De plus, les actions individuelles ont aussi un impact pour réduire les émissions liées à l’alimentation, par exemple :
- Manger moins de viande et autres produits d’origine animale;
- Favoriser l’agriculture locale;
- Éviter le gaspillage alimentaire.
Quels choix alimentaires sont favorables pour l’environnement?
Le rapport du GIEC signale que les régimes majoritairement à base de plantes, avec des produits d’origine animale provenant d’installations résilientes et durables, présentent un plus grand potentiel de mitigation. La distance parcourue par les aliments est également un facteur à prendre en compte pour réduire l’empreinte écologique liée à l’alimentation.

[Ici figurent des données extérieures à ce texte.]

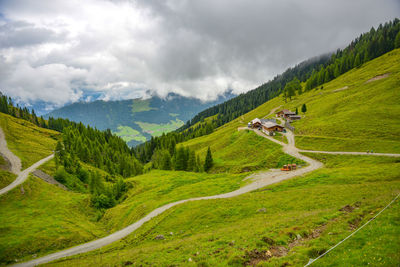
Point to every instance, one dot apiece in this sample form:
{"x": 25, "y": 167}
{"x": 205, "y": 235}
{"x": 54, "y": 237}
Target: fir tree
{"x": 304, "y": 108}
{"x": 208, "y": 163}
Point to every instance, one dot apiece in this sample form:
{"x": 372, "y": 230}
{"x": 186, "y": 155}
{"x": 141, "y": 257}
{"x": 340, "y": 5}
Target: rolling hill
{"x": 136, "y": 120}
{"x": 286, "y": 223}
{"x": 290, "y": 222}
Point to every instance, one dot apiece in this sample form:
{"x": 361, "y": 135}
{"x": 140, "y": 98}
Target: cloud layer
{"x": 55, "y": 51}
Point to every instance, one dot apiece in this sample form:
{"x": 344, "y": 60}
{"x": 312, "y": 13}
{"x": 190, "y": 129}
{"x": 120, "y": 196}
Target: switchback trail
{"x": 15, "y": 162}
{"x": 23, "y": 175}
{"x": 260, "y": 180}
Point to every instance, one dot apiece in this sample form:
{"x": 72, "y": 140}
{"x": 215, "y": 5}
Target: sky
{"x": 58, "y": 52}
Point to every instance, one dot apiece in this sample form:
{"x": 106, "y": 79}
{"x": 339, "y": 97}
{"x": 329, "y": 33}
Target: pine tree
{"x": 304, "y": 108}
{"x": 180, "y": 159}
{"x": 208, "y": 163}
{"x": 166, "y": 161}
{"x": 357, "y": 61}
{"x": 192, "y": 161}
{"x": 397, "y": 40}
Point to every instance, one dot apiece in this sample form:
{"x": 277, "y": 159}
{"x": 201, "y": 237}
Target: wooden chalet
{"x": 285, "y": 113}
{"x": 293, "y": 117}
{"x": 271, "y": 127}
{"x": 256, "y": 123}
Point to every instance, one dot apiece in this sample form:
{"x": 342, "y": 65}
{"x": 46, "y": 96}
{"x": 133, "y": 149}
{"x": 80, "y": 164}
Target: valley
{"x": 216, "y": 192}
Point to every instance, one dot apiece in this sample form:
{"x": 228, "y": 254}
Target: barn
{"x": 271, "y": 127}
{"x": 256, "y": 123}
{"x": 285, "y": 113}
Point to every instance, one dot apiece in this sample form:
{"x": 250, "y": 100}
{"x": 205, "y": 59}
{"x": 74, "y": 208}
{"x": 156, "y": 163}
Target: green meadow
{"x": 283, "y": 224}
{"x": 37, "y": 218}
{"x": 29, "y": 142}
{"x": 129, "y": 134}
{"x": 156, "y": 129}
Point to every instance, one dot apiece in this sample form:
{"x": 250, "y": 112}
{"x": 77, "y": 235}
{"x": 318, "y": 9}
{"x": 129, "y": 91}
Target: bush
{"x": 102, "y": 201}
{"x": 61, "y": 175}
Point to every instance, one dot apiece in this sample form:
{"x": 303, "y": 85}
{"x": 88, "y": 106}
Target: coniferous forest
{"x": 313, "y": 73}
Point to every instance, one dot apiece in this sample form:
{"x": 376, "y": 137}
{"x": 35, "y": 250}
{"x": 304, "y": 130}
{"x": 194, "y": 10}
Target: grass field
{"x": 365, "y": 116}
{"x": 6, "y": 178}
{"x": 240, "y": 151}
{"x": 29, "y": 142}
{"x": 129, "y": 134}
{"x": 158, "y": 129}
{"x": 294, "y": 220}
{"x": 41, "y": 218}
{"x": 156, "y": 188}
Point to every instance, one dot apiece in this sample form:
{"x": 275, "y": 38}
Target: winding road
{"x": 260, "y": 180}
{"x": 15, "y": 163}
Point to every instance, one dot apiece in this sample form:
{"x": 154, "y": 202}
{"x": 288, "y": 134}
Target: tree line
{"x": 313, "y": 72}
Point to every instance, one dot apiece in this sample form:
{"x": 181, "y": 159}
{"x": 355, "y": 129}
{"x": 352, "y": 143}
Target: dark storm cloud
{"x": 195, "y": 48}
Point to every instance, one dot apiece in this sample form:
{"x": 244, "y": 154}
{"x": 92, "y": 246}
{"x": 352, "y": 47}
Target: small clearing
{"x": 383, "y": 76}
{"x": 341, "y": 89}
{"x": 49, "y": 179}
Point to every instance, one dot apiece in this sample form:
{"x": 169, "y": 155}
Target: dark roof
{"x": 287, "y": 112}
{"x": 266, "y": 120}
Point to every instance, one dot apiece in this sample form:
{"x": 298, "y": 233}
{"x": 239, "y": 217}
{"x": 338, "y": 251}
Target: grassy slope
{"x": 44, "y": 218}
{"x": 41, "y": 217}
{"x": 157, "y": 188}
{"x": 222, "y": 232}
{"x": 239, "y": 151}
{"x": 227, "y": 144}
{"x": 29, "y": 142}
{"x": 6, "y": 178}
{"x": 363, "y": 117}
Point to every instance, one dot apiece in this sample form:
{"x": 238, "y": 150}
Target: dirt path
{"x": 271, "y": 112}
{"x": 15, "y": 162}
{"x": 351, "y": 153}
{"x": 260, "y": 180}
{"x": 23, "y": 175}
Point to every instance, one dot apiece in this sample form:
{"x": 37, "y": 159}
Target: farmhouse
{"x": 293, "y": 117}
{"x": 285, "y": 113}
{"x": 256, "y": 123}
{"x": 271, "y": 127}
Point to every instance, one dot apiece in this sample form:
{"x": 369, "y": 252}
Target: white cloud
{"x": 54, "y": 50}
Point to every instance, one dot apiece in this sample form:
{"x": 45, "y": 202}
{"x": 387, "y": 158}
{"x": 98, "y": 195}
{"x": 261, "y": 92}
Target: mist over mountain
{"x": 137, "y": 120}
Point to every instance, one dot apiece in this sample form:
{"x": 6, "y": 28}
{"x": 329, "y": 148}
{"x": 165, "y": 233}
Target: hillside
{"x": 286, "y": 223}
{"x": 346, "y": 115}
{"x": 138, "y": 119}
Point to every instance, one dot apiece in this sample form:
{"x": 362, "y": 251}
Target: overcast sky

Les actions individuelles en elles-mêmes ne sont pas suffisantes, des changements de fond doivent avoir lieu. Elles sont toutefois un élément essentiel à l’instauration de nouvelles normes sociales et à la création d’un mouvement collectif.
Des solutions porteuses à long terme
Globalement, par rapport aux finances, on investit de 3 à 6 fois moins que ce que l’on devrait pour limiter les changements climatiques. Pourtant, les mesures pour limiter le réchauffement à 2 °C coûteraient moins chères que les dommages découlant de l’inaction.
Le graphique suivant détaille les dépenses actuelles en comparaison aux dépenses nécessaires dans les différents secteurs.
Les investissements pour l’action climatique sont donc à considérer dans une optique de long terme, qui bénéficiera au plus grand nombre.
En plus des avantages économiques, les atténuations liées aux impacts des changements climatiques sont favorables sur plusieurs plans. Elles améliorent la qualité de l’air, la santé des individus, ainsi que la conservation de la biodiversité, entre autres.